Baidu Develops Text-To-Speech System that Synthesizes Audio in Real Time

March 10, 2017May 25, 2019 Ellen Red audio, Baidu, Deep Learning, speech

Baidu, China’s leading internet search company, announced that it has developed an AI called “Deep Voice” – a text-to-speech system that can synthesize audio in real time or fractions of a second.

In the paper entitled “Deep Voice: Real-time Neural Text-to-Speech,” Baidu researchers wrote that Deep Voice differs from WaveNet, Google’s text-to-speech system, and other text-to-speech systems such as SampleRNN, and Char2Wav as it can “synthesize audio in fractions of a second, and offers a tunable trade-off between synthesis speed and audio quality.”

“In this work, we demonstrate that current Deep Learning approaches are viable for all the components of a high quality text-to-speech engine by building a fully neural system. Our system is trainable without any human involvement, dramatically simplifying the process of creating TTS (text-to-speech) systems,” Baidu researchers said.
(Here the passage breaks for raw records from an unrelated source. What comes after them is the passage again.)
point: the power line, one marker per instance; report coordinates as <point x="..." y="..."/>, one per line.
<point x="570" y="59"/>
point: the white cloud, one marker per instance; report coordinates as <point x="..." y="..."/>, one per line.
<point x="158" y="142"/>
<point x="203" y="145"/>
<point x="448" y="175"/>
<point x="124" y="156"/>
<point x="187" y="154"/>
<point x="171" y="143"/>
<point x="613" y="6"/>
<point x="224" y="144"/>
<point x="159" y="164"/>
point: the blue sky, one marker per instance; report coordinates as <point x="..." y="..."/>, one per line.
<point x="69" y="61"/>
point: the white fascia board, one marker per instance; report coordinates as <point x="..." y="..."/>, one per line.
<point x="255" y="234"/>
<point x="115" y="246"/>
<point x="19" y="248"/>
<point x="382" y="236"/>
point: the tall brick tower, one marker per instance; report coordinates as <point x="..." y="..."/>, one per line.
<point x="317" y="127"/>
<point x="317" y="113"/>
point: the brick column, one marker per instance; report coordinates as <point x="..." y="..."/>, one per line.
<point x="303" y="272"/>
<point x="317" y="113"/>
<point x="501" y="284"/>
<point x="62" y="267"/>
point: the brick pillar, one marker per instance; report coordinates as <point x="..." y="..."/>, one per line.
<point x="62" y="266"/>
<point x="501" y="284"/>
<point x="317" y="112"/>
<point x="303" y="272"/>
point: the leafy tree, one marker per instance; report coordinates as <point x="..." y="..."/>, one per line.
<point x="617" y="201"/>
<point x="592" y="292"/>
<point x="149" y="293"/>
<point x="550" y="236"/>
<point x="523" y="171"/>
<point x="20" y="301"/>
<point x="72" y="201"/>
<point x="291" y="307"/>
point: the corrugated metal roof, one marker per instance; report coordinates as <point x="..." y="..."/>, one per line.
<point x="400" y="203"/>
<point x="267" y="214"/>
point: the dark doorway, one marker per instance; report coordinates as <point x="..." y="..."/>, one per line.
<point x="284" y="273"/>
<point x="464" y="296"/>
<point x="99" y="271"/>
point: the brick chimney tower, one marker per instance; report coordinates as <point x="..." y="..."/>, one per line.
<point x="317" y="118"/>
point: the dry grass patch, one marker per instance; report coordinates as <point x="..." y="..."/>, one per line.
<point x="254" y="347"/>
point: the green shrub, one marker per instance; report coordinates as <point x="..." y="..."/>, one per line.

Compared to other text-to-speech systems, according to Baidu researchers, Deep Voice is completely standalone as training a new Deep Voice system does not need a pre-existing text-to-speech system, and training can be done utilizing a dataset of short audio clips and corresponding text transcripts.

Unlike other systems which use hand-engineered features such as spectral envelope, spectral parameters, aperiodic parameters, Deep Voice only features are “phonemes with stress annotations, phoneme durations, and fundamental frequency (F0),” Baidu researchers said. They said this choice of features makes Deep Voice more applicable to new voices, datasets, and domains without the need of any human data annotation or further feature engineering.

Text-to-speech systems are particularly important in navigation systems, speech-enabled devices and accessibility for the visually-impaired individuals.